This tweet and the ensuing conversation reinforced for me once again how inevitable it is that design aesthetic will manifest itself in “movements,” and that even though we’re in a digital era now vs. a purely physical one, this doesn’t mean that a subconsciously collective desire for objective aesthetic standards no longer exists. People, in this case clients, want a style because they want to understand where they fit. I find it interesting when designers don’t acknowledge this, or even (periodically) seem to see it*, when they desire to push beyond what exists and is repeatable in a currently common vernacular because it’s “stale”, without necessarily recognizing its cyclical alignment with similar movements in the past.
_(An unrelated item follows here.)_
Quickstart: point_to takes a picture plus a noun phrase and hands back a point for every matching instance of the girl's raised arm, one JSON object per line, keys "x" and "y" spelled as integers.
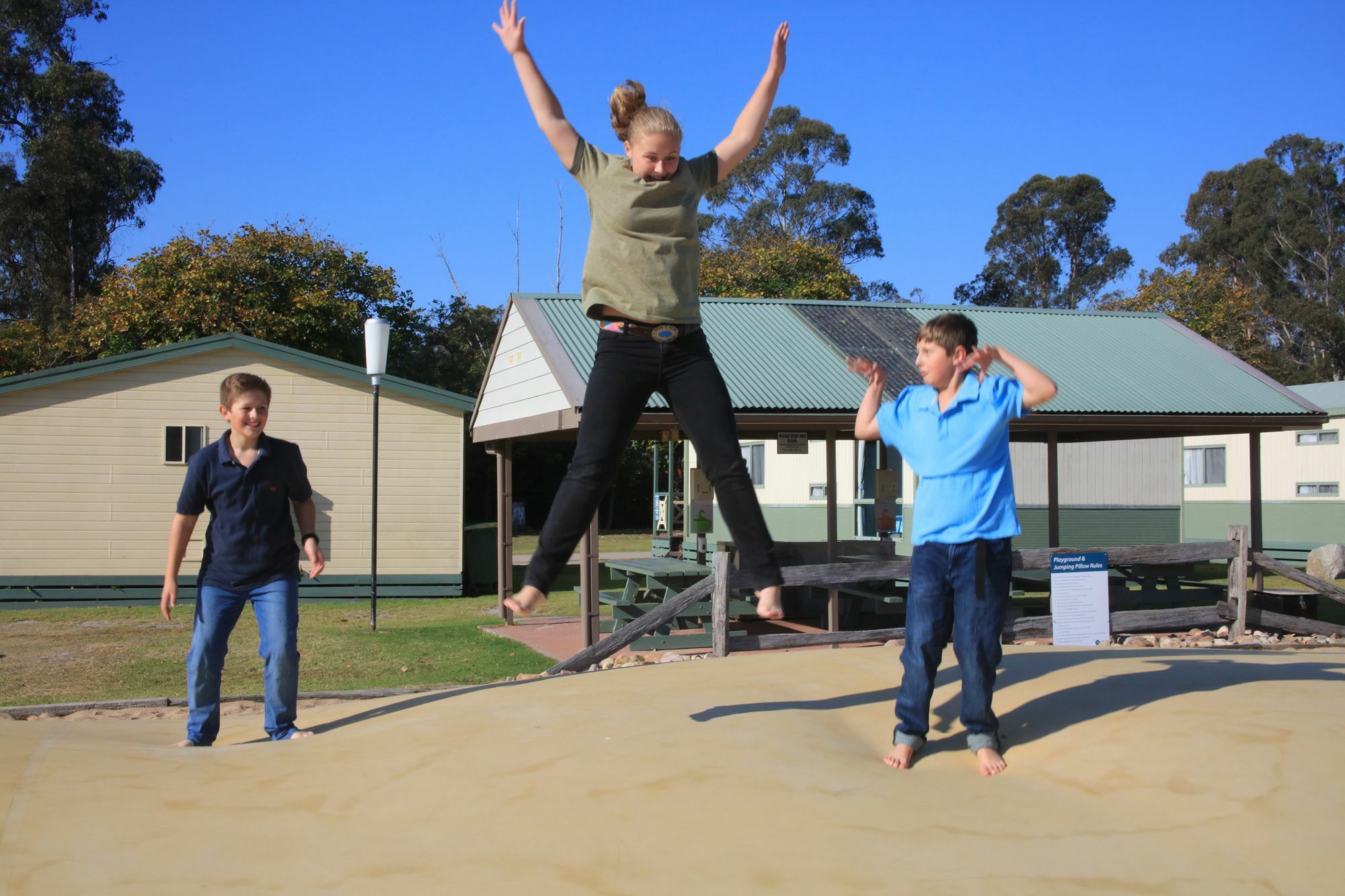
{"x": 747, "y": 130}
{"x": 545, "y": 107}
It’s impossible to view aesthetic standards outside of the contexts of the culture (economic and symbolic) that dictate them. There’s a reason that things start to look the same; because that’s what people will pay for. The market rewards familiarity. This is why design history is such an important aspect of design eduction; this has happened over and over and over.
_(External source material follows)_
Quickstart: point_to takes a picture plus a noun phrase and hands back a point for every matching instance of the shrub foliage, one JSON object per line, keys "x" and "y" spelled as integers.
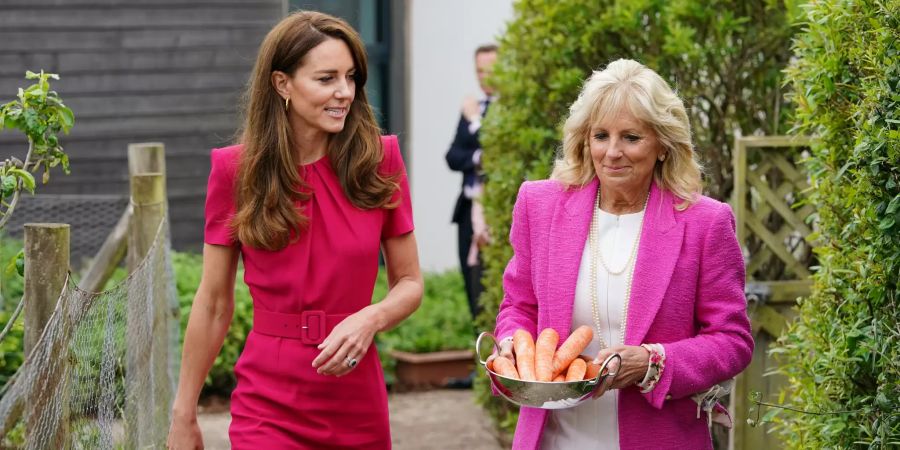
{"x": 841, "y": 354}
{"x": 725, "y": 57}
The question becomes, then, what is the fundamental mission of formal design education? Is it to push the discipline forward, as is the case with so-called “critical” design programs? Or is it to prepare students to operate well within the present commercial market, to be able to take cues from culture, to become effective professional practitioners? Too often I see students who come out of the more academic programs who are completely unequipped to work in the “real world,” while I inversely interview seemingly hundreds of young designers who have slick portfolios, but no critical perspective on the discipline. This dichotomy seems like a failure of design eduction, and is probably what we should be working on fixing.
*At this point I'm reaching way back into provoked memory, far past the cited tweet, which at face value I actually agree with.